1 ICREA-Complex Systems Lab, Universitat Pompeu Fabra , 08003 Barcelona , Spain.
2 Institut de Biologia Evolutiva (CSIC-UPF) , Psg Maritim Barceloneta, 37, 08003 Barcelona , Spain.
Philos Trans R Soc Lond B Biol Sci. 2019 Jun 10;374(1774):20180376. doi: 10.1098/rstb.2018.0376.
Liquid neural networks (or 'liquid brains') are a widespread class of cognitive living networks characterized by a common feature: the agents (ants or immune cells, for example) move in space. Thus, no fixed, long-term agent-agent connections are maintained, in contrast with standard neural systems. How is this class of systems capable of displaying cognitive abilities, from learning to decision-making? In this paper, the collective dynamics, memory and learning properties of liquid brains is explored under the perspective of statistical physics. Using a comparative approach, we review the generic properties of three large classes of systems, namely: standard neural networks (solid brains), ant colonies and the immune system. It is shown that, despite their intrinsic physical differences, these systems share key properties with standard neural systems in terms of formal descriptions, but strongly depart in other ways. On one hand, the attractors found in liquid brains are not always based on connection weights but instead on population abundances. However, some liquid systems use fluctuations in ways similar to those found in cortical networks, suggesting a relevant role for criticality as a way of rapidly reacting to external signals.
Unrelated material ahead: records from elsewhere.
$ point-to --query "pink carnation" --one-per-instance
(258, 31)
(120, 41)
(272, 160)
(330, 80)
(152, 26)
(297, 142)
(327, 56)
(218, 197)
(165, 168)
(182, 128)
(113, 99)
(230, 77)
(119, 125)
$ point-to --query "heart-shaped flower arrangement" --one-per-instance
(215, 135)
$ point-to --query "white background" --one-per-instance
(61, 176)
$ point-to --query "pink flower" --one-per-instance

This article is part of the theme issue 'Liquid brains, solid brains: How distributed cognitive architectures process information'.
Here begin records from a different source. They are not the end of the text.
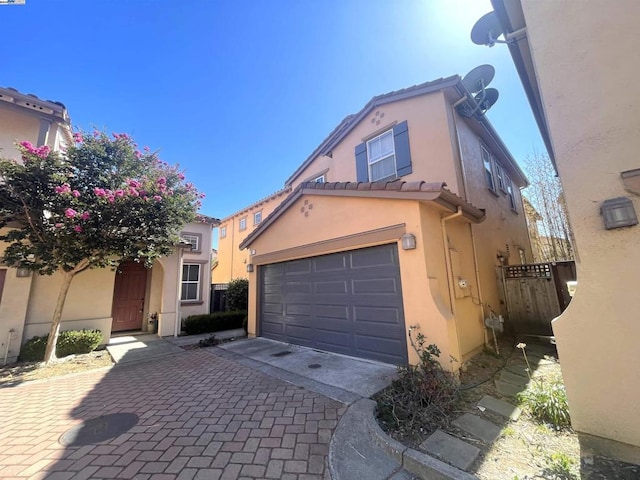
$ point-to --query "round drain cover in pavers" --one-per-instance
(98, 429)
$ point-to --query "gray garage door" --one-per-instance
(349, 302)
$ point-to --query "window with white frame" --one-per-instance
(193, 240)
(510, 194)
(190, 282)
(381, 157)
(488, 169)
(500, 173)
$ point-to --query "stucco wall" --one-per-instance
(232, 262)
(587, 71)
(422, 269)
(88, 303)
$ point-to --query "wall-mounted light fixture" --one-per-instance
(618, 212)
(408, 241)
(23, 272)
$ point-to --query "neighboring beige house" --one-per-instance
(176, 286)
(578, 63)
(377, 240)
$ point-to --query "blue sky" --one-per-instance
(240, 92)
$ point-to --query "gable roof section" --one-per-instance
(273, 196)
(350, 121)
(453, 82)
(397, 189)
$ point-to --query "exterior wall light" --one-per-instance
(23, 272)
(408, 241)
(618, 213)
液体神经网络(或“液体大脑”)是一类广泛存在的认知生命网络,其特征为一个共同的特点:即其中的智能体(例如蚂蚁或免疫细胞)在空间中移动。因此,与标准神经网络不同,这些网络不会维持固定的、长期的智能体-智能体连接。在本文中,我们从统计物理学的角度探讨了液体大脑的集体动力学、记忆和学习特性。通过对比的方法,我们回顾了标准神经网络(固体大脑)、蚁群和免疫系统这三大类系统的通用特性。结果表明,尽管这些系统在本质上存在差异,但它们在形式描述方面与标准神经网络具有关键的共同特性,而在其他方面则存在很大的不同。一方面,在液体大脑中发现的吸引子并不总是基于连接权重,而是基于群体丰度。然而,一些液体系统以类似于皮质网络中发现的方式利用波动,这表明临界性作为一种快速对外界信号做出反应的方式具有重要作用。本文是主题为“液体大脑、固体大脑:分布式认知架构如何处理信息”的一部分。